The Africa Singapore Business Forum (ASBF) 2023, which promotes business exchange and thought leadership, concluded on 31 August 2023, welcoming over 500 delegates mainly from Africa and Singapore.
Here’s what happened at the event.
The key to growth
“To go far, go together.” said Mr Gan Kim Yong, Minister of Trade and Industry, in his keynote address. This set the stage for ASBF, emphasising the need for partnerships, open connectivity, and regionalism, for Singapore and Africa.
Mr Gan shared that Africa's trade with Southeast Asia accounts for 2.2% of the latter region’s trade with the world, and that there is room to grow. Singapore is strengthening bilateral ties and supporting Singapore enterprises’ ventures in Africa, signalling the intent to strengthen relationships between Singapore and Africa. Today, there are about 100 Singapore companies in 40 African countries.
The Keynote Dialogue echoed Mr Gan’s address. Mr Samaila Zubairu, President and CEO of the Africa Finance Corporation, added that Africa’s main challenge is capturing value for economic development, while Minister of State Alvin Tan stated that Singapore companies can provide solutions for Africa’s growing needs.
Agreeing to collaborate
Five commercial Memoranda of Understanding and Agreements were inked at ASBF. These agreements foster partnerships between African and Singapore companies, spanning manufacturing, digitalisation and technology, sustainable development, transport, and logistics sectors.
Unravelling Africa’s rapid development
Industry leaders from manufacturing, digitalisation and technology, sustainable development, transport, and logistics sectors shared insights on the African market. Access to capital stood out as a key challenge across sectors, as many investors lack understanding of the African market.

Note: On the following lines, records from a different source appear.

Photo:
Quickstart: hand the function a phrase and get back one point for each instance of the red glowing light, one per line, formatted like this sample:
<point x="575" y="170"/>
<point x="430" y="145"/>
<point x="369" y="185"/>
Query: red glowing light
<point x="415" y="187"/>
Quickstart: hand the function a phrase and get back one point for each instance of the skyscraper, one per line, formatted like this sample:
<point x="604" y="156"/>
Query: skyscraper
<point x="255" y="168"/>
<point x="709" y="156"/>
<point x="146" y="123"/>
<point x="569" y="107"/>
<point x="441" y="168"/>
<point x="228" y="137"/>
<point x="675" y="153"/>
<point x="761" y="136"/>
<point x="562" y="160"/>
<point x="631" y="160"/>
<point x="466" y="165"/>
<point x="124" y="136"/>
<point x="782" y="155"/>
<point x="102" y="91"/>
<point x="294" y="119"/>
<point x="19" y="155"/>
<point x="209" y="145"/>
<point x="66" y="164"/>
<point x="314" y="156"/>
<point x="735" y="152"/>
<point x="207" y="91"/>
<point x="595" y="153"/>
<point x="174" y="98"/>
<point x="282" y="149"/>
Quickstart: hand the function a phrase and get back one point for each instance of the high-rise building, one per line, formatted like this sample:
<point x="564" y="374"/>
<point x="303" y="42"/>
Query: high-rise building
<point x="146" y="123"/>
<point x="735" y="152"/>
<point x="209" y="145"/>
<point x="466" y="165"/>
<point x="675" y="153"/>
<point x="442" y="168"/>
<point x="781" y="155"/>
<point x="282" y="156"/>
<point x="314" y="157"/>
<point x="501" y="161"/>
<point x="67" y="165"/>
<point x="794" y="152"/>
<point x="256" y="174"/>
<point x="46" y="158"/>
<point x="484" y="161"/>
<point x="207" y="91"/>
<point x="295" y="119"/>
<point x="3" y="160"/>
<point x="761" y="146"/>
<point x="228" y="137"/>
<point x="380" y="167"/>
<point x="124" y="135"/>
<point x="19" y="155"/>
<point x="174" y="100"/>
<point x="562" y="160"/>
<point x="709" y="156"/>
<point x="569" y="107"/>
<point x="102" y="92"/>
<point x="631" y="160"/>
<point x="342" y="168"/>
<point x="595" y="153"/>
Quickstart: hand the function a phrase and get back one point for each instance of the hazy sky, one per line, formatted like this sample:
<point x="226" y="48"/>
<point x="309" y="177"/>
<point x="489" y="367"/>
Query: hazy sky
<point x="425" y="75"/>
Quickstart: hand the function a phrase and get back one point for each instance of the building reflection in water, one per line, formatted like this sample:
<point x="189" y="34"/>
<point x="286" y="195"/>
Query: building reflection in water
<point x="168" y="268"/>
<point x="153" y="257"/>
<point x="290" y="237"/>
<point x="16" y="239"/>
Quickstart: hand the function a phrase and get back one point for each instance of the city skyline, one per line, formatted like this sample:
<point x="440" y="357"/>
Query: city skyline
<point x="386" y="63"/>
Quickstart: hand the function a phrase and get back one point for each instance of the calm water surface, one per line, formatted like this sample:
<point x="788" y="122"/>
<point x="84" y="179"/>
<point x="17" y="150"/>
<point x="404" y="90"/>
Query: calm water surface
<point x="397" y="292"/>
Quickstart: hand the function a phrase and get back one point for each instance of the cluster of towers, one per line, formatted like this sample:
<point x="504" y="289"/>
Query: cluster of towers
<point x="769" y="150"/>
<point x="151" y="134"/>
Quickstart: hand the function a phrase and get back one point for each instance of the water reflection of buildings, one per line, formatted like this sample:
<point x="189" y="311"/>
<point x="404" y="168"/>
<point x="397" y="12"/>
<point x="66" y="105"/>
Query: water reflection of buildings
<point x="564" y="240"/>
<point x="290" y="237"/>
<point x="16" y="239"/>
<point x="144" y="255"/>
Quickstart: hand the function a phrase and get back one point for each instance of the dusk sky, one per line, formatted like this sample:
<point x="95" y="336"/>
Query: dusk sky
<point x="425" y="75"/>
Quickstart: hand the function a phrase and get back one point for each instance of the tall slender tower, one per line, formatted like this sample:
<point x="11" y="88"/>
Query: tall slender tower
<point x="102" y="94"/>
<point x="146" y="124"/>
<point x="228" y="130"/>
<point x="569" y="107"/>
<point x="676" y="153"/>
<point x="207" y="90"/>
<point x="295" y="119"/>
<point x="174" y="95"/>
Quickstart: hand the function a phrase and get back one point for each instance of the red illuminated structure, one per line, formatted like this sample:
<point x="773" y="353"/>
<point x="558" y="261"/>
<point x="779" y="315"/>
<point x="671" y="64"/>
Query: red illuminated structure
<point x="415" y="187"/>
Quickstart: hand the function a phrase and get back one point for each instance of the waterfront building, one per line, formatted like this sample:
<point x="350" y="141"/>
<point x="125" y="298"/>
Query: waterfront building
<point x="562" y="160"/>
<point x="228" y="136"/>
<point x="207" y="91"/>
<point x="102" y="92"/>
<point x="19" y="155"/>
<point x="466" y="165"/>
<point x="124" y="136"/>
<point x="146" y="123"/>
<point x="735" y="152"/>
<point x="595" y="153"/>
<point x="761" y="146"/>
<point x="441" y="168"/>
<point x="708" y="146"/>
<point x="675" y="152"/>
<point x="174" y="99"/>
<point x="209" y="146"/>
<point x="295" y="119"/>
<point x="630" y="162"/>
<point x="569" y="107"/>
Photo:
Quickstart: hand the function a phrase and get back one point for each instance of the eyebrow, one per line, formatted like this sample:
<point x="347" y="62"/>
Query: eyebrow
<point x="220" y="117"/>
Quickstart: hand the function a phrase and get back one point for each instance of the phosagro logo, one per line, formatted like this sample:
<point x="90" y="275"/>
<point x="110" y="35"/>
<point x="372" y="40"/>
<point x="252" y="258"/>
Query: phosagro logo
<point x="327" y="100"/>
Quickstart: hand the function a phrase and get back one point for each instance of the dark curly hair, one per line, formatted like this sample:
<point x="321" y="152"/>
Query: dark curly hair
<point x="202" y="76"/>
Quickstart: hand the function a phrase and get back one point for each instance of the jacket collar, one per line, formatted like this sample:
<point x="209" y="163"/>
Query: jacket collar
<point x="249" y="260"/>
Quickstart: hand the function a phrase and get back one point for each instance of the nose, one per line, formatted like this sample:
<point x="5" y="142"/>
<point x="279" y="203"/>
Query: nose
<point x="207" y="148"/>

Africa’s youthful workforce and rising demand for infrastructural development can also create new economic opportunities and markets for Singapore businesses looking to diversify or expand.
Zooming into the manufacturing boom
Africa’s household consumption is set to cross US$2.5 trillion by 2030, and the increased consumption signals opportunities to improve manufacturing capabilities in Africa. New consumption patterns in Africa could also be a diversification avenue for Singapore businesses.
Africa’s manufacturing growth hinges on logistics, said panellist Mr Santi Rasanayagam, Group CEO of Prime Logistics, a South African company that transports manufactured goods and commodities across the continent. With more manufacturing activities, the industry will require better logistics solutions such as speedier and more efficient deliveries, or better inventory management solutions. This creates growth opportunities for businesses specialising in logistics.
He added that logistics is the touchpoint between manufacturers and consumers, and to connect them, good infrastructure is needed. Businesses specialising in infrastructure solutions could also look to Africa to provide them.
Leading with innovation in the digital age
Africa’s digital boom is the result of better digital infrastructure, access to credit, and more business activities, according to panellist Juliana Rotich, Head of Fintech Integrations of Safaricom Financial Services, the investment arm of one of Kenya’s biggest telcos.
She adds that the advent of AI tools has also increased productivity for companies. According to African Business
, Olam, a Singapore agritech company, used AI to boost crop yields in Africa. They also stated that it could be used to make Africa’s sizeable agriculture sector to be more productive.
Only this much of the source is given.